Optimal Statistical Inference for Individualized Treatment Effects in High-dimensional Models

Tianxi Cai,Tony Cai,Zijian Guo
DOI: https://doi.org/10.48550/arXiv.1904.12891
2020-08-08
Abstract:The ability to predict individualized treatment effects (ITEs) based on a given patient's profile is essential for personalized medicine. We propose a hypothesis testing approach to choosing between two potential treatments for a given individual in the framework of high-dimensional linear models. The methodological novelty lies in the construction of a debiased estimator of the ITE and establishment of its asymptotic normality uniformly for an arbitrary future high-dimensional observation, while the existing methods can only handle certain specific forms of observations. We introduce a testing procedure with the type-I error controlled and establish its asymptotic power. The proposed method can be extended to making inference for general linear contrasts, including both the average treatment effect and outcome prediction. We introduce the optimality framework for hypothesis testing from both the minimaxity and adaptivity perspectives and establish the optimality of the proposed procedure. An extension to high-dimensional approximate linear models is also considered. The finite sample performance of the procedure is demonstrated in simulation studies and further illustrated through an analysis of electronic health records data from patients with rheumatoid arthritis.
Methodology,Statistics Theory
What problem does this paper attempt to address?
The problem that this paper attempts to solve is how to effectively estimate and infer the individualized treatment effect (ITE) in high - dimensional models. Specifically, the paper proposes a new hypothesis - testing method for selecting the best option among two potential treatment methods given patient characteristics. This method is based on the high - dimensional linear model framework, and its innovation lies in constructing a debiased estimator to estimate ITE and proving that this estimator has asymptotic normality for any future high - dimensional observations.

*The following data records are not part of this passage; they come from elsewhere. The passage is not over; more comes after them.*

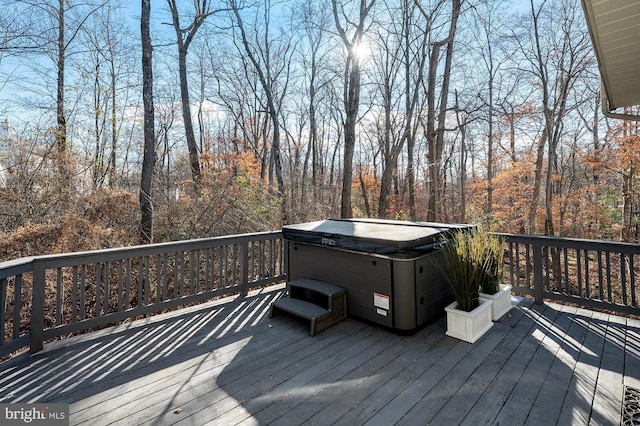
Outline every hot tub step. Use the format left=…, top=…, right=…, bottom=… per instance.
left=270, top=279, right=347, bottom=336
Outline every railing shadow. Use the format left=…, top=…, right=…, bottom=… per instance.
left=0, top=282, right=281, bottom=410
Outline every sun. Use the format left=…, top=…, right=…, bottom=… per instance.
left=353, top=41, right=371, bottom=61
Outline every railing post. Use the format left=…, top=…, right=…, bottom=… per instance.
left=240, top=238, right=250, bottom=297
left=531, top=241, right=544, bottom=305
left=29, top=259, right=46, bottom=353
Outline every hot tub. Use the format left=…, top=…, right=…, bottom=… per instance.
left=282, top=219, right=471, bottom=333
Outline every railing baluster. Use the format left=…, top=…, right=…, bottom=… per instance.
left=187, top=250, right=198, bottom=294
left=124, top=258, right=132, bottom=310
left=620, top=253, right=628, bottom=306
left=531, top=243, right=544, bottom=304
left=584, top=249, right=591, bottom=299
left=629, top=255, right=638, bottom=307
left=542, top=246, right=551, bottom=292
left=80, top=264, right=87, bottom=320
left=95, top=262, right=102, bottom=317
left=576, top=246, right=582, bottom=297
left=137, top=257, right=144, bottom=307
left=104, top=260, right=111, bottom=315
left=56, top=268, right=64, bottom=325
left=142, top=256, right=151, bottom=306
left=605, top=251, right=613, bottom=302
left=562, top=248, right=571, bottom=294
left=116, top=260, right=126, bottom=312
left=597, top=250, right=604, bottom=300
left=0, top=278, right=6, bottom=343
left=13, top=274, right=22, bottom=339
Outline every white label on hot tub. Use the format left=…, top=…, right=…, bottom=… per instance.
left=373, top=293, right=389, bottom=310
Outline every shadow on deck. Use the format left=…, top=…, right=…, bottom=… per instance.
left=0, top=285, right=640, bottom=425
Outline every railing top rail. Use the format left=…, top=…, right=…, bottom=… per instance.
left=0, top=231, right=281, bottom=272
left=0, top=257, right=34, bottom=279
left=496, top=233, right=640, bottom=254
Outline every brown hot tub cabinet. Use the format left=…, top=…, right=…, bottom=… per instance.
left=282, top=219, right=470, bottom=333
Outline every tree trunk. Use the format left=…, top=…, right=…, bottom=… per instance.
left=427, top=0, right=460, bottom=222
left=331, top=0, right=375, bottom=218
left=140, top=0, right=156, bottom=243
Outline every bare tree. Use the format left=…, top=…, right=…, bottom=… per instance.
left=140, top=0, right=156, bottom=243
left=522, top=0, right=591, bottom=235
left=167, top=0, right=225, bottom=192
left=420, top=0, right=461, bottom=221
left=331, top=0, right=375, bottom=218
left=230, top=0, right=292, bottom=223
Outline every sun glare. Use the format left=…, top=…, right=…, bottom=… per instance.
left=353, top=41, right=371, bottom=61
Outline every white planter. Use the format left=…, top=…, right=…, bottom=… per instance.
left=480, top=284, right=511, bottom=321
left=444, top=299, right=493, bottom=343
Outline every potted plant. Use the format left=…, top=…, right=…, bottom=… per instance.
left=477, top=229, right=511, bottom=321
left=442, top=228, right=493, bottom=343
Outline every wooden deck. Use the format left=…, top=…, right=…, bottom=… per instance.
left=0, top=286, right=640, bottom=425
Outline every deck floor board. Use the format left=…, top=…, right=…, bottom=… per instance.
left=0, top=285, right=640, bottom=426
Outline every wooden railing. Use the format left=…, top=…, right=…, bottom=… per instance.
left=502, top=234, right=640, bottom=315
left=0, top=232, right=286, bottom=356
left=0, top=232, right=640, bottom=357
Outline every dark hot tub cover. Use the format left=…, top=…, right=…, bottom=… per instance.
left=282, top=219, right=470, bottom=253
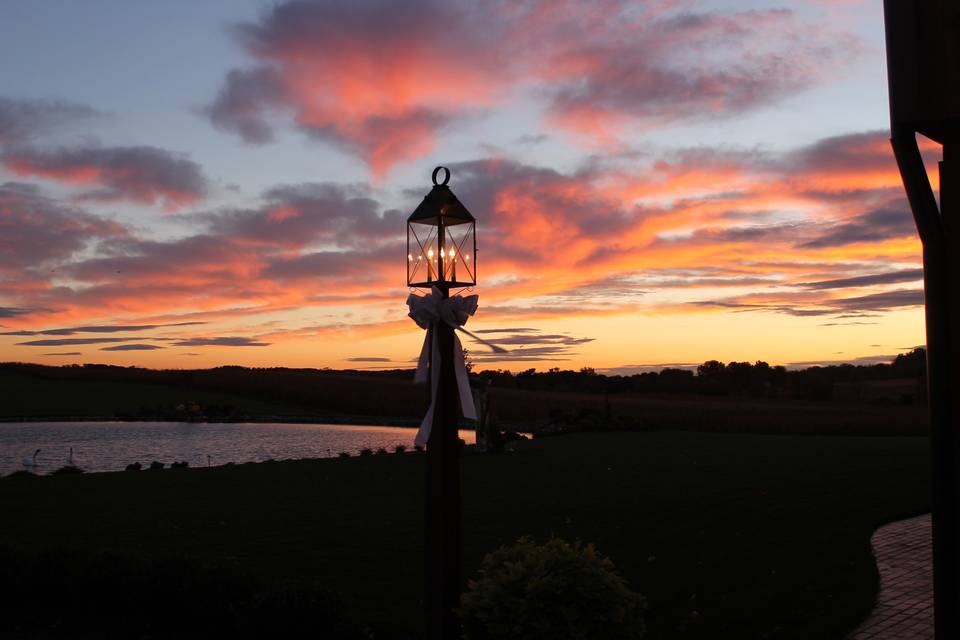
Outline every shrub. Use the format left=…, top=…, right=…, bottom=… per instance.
left=459, top=537, right=645, bottom=640
left=50, top=464, right=83, bottom=476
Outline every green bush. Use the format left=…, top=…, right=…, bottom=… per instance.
left=459, top=537, right=645, bottom=640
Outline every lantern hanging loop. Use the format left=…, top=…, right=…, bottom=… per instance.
left=433, top=167, right=450, bottom=187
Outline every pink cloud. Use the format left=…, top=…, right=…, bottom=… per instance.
left=207, top=0, right=855, bottom=176
left=2, top=146, right=207, bottom=210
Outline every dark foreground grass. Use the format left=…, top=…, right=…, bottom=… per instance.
left=0, top=432, right=928, bottom=640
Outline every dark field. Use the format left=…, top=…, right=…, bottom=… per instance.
left=0, top=432, right=929, bottom=640
left=0, top=367, right=927, bottom=435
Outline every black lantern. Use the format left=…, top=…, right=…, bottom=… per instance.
left=407, top=167, right=477, bottom=289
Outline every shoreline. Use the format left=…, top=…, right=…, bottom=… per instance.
left=0, top=415, right=420, bottom=428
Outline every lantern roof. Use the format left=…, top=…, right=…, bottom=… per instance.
left=407, top=167, right=476, bottom=226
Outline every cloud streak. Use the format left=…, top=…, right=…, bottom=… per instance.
left=206, top=0, right=857, bottom=176
left=3, top=146, right=208, bottom=210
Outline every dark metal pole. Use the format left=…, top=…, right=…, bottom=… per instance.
left=927, top=141, right=960, bottom=640
left=891, top=130, right=960, bottom=640
left=424, top=284, right=461, bottom=640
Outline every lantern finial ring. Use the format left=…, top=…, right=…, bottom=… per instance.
left=433, top=167, right=450, bottom=187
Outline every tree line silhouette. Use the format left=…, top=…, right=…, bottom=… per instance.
left=468, top=347, right=926, bottom=400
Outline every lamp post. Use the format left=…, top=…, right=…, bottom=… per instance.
left=884, top=0, right=960, bottom=640
left=407, top=167, right=477, bottom=640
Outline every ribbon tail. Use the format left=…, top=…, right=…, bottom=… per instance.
left=413, top=327, right=433, bottom=384
left=413, top=327, right=440, bottom=447
left=453, top=333, right=477, bottom=420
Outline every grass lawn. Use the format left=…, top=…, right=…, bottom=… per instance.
left=0, top=432, right=929, bottom=640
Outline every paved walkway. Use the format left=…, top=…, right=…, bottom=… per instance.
left=848, top=514, right=933, bottom=640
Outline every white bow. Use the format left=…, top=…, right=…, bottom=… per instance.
left=407, top=287, right=479, bottom=446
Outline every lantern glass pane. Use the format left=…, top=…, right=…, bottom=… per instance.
left=407, top=218, right=477, bottom=287
left=407, top=222, right=440, bottom=287
left=441, top=221, right=477, bottom=286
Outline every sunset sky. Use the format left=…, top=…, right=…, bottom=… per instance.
left=0, top=0, right=940, bottom=373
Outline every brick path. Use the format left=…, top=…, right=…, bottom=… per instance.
left=848, top=514, right=933, bottom=640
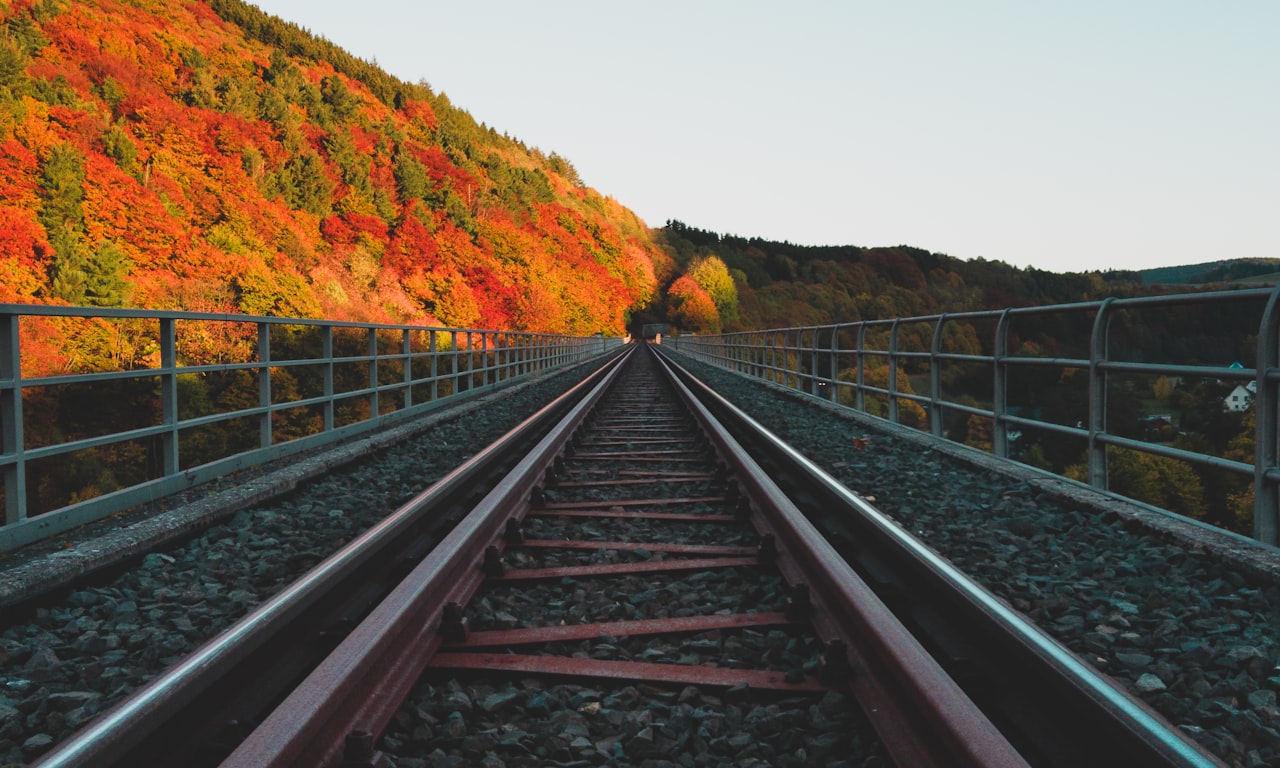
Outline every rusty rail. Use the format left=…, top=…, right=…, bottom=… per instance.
left=215, top=345, right=1027, bottom=768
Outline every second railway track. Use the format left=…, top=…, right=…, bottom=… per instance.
left=35, top=347, right=1213, bottom=767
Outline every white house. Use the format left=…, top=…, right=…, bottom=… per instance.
left=1222, top=381, right=1257, bottom=413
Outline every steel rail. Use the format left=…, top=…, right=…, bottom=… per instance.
left=223, top=347, right=635, bottom=768
left=662, top=356, right=1224, bottom=768
left=35, top=345, right=637, bottom=768
left=209, top=345, right=1027, bottom=768
left=659, top=348, right=1027, bottom=768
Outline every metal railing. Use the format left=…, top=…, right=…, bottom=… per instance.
left=664, top=288, right=1280, bottom=545
left=0, top=305, right=622, bottom=552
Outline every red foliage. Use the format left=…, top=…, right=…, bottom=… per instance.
left=401, top=101, right=439, bottom=132
left=320, top=212, right=388, bottom=246
left=383, top=214, right=440, bottom=276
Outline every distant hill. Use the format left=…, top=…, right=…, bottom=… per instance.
left=0, top=0, right=669, bottom=333
left=1138, top=259, right=1280, bottom=285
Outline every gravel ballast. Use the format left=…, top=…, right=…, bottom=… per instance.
left=0, top=367, right=601, bottom=767
left=677, top=356, right=1280, bottom=768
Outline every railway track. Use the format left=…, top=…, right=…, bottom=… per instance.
left=41, top=347, right=1216, bottom=767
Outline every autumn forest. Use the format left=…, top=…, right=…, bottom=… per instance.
left=0, top=0, right=1275, bottom=535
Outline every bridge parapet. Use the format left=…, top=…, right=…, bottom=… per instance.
left=667, top=288, right=1280, bottom=545
left=0, top=305, right=622, bottom=552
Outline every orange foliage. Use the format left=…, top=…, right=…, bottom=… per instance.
left=0, top=0, right=671, bottom=337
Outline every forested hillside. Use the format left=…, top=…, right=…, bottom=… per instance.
left=660, top=221, right=1140, bottom=330
left=0, top=0, right=671, bottom=334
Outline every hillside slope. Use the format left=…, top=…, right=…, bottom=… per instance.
left=0, top=0, right=671, bottom=334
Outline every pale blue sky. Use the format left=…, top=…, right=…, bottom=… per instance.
left=244, top=0, right=1280, bottom=271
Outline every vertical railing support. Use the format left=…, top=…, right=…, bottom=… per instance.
left=888, top=320, right=902, bottom=424
left=0, top=308, right=27, bottom=525
left=257, top=321, right=271, bottom=448
left=426, top=330, right=440, bottom=403
left=365, top=328, right=379, bottom=419
left=320, top=325, right=334, bottom=431
left=854, top=323, right=867, bottom=413
left=991, top=310, right=1011, bottom=458
left=1089, top=298, right=1115, bottom=490
left=1253, top=288, right=1280, bottom=547
left=929, top=312, right=947, bottom=438
left=401, top=330, right=413, bottom=408
left=160, top=317, right=179, bottom=477
left=831, top=324, right=840, bottom=403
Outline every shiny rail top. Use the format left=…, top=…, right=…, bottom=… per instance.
left=664, top=288, right=1280, bottom=545
left=0, top=305, right=622, bottom=552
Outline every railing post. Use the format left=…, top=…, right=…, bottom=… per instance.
left=831, top=323, right=840, bottom=403
left=854, top=323, right=867, bottom=413
left=257, top=320, right=271, bottom=448
left=888, top=317, right=901, bottom=424
left=320, top=325, right=334, bottom=431
left=991, top=310, right=1011, bottom=458
left=929, top=312, right=947, bottom=438
left=426, top=330, right=440, bottom=403
left=1253, top=288, right=1280, bottom=547
left=0, top=308, right=27, bottom=525
left=1089, top=298, right=1115, bottom=490
left=449, top=330, right=458, bottom=394
left=160, top=317, right=179, bottom=477
left=401, top=329, right=413, bottom=410
left=365, top=328, right=378, bottom=419
left=809, top=325, right=822, bottom=394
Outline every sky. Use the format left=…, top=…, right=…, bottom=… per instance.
left=244, top=0, right=1280, bottom=271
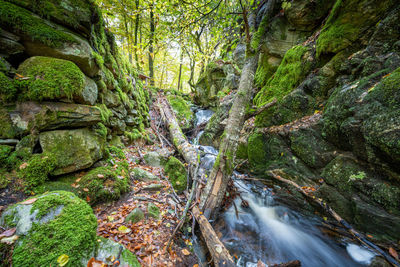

In addition, the paper also proposes a test procedure to control the type - I error rate and establishes its asymptotic power. These methods are applicable not only to the estimation of ITE but also can be extended to the inference of general linear contrasts, including the average treatment effect (ATE) and outcome prediction. The main contributions of the paper are as follows: 1. Propose the first unified inference procedure that can perform effective statistical inferences on general linear contrasts \(x^\top_{\text{new}}(\beta_1 - \beta_2)\) and \(x^\top_{\text{new}}\beta_k\) without making any structural assumptions on the high - dimensional loading vector \(x_{\text{new}}\). 2. Solve the problem of the optimal detection boundary in the case of not knowing the exact sparsity level, which is an open problem mentioned in previous literature. Through these methods, researchers can more accurately evaluate the efficacy of different treatment methods for specific patients, thereby supporting the development of personalized medicine.